The Cambridge restaurant and mixology laboratory will host a “#TeamTenzin” fund-raiser on Wednesday, Jan. 30, beginning at 8 p.m. Café ArtScience chefs Ben Lacy and Ryan Boya, plus Jody Adams (Porto, Trade) and Kate Holowchick (Capo, Lincoln Tavern) will serve food. Guest bartenders such as Jared Sadoian (The Hawthorne) will prepare drinks from Samdo’s latest cocktail menu, inspired by endangered aquatic life.
Tickets ($20) are available at Eventbrite. Samdo fans who can’t make the event but want to show support can visit a GoFundMe page. Donations will go toward educational funds for Samdo’s 8-year-old son, Mila.
A Tibetan refugee, Samdo grew up in northern India and arrived in Boston in 1996, finding work at Legal Sea Foods as an oyster shucker. He moved on to bartending and launched his own brand, Bostonmixdrink, known for infusing savory ingredients, coffee, and fresh juices into cocktails — a revolutionary concept in the early 2000s.
Samdo later worked at Adams’s Mediterranean restaurant, Trade, and at Fort Point’s Tavern Road, drawing fans for his kindness and ingenuity behind the bar. He joined Café ArtScience in 2017.

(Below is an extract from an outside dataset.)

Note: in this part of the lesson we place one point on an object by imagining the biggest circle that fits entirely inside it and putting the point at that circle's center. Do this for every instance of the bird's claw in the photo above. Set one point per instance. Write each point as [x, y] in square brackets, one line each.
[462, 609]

“He taught me really everything I know or value in the arts and the science of bartending. Tenzin makes great drinks, but he has a special talent and concern for aesthetics, for making drinks that are really beautiful. Tenzin mastered that art. But Tenzin is also the most generous person I’ve ever known, not only to those who sit in front of his bar, but to everybody,” says David Edwards, his partner at Café ArtScience.
“When he began to suffer from his cancer, I met a different man. It’s been a privilege to be with him. He’s been incredibly dignified about his condition and about what’s ahead. He has taught me, and lots of people, so much about why we’re here. Tenzin behind the bar, as a friend, and in his battle with cancer has taught me about the power of the transcendence of life.”
In his final weeks, Samdo tried to update fans about his condition. In a recent e-mail on his behalf, he said, “By consuming the cocktail, you’re destroying the art, but you’re left with the memory. It’s a reminder that life isn’t permanent, but it can be beautiful.”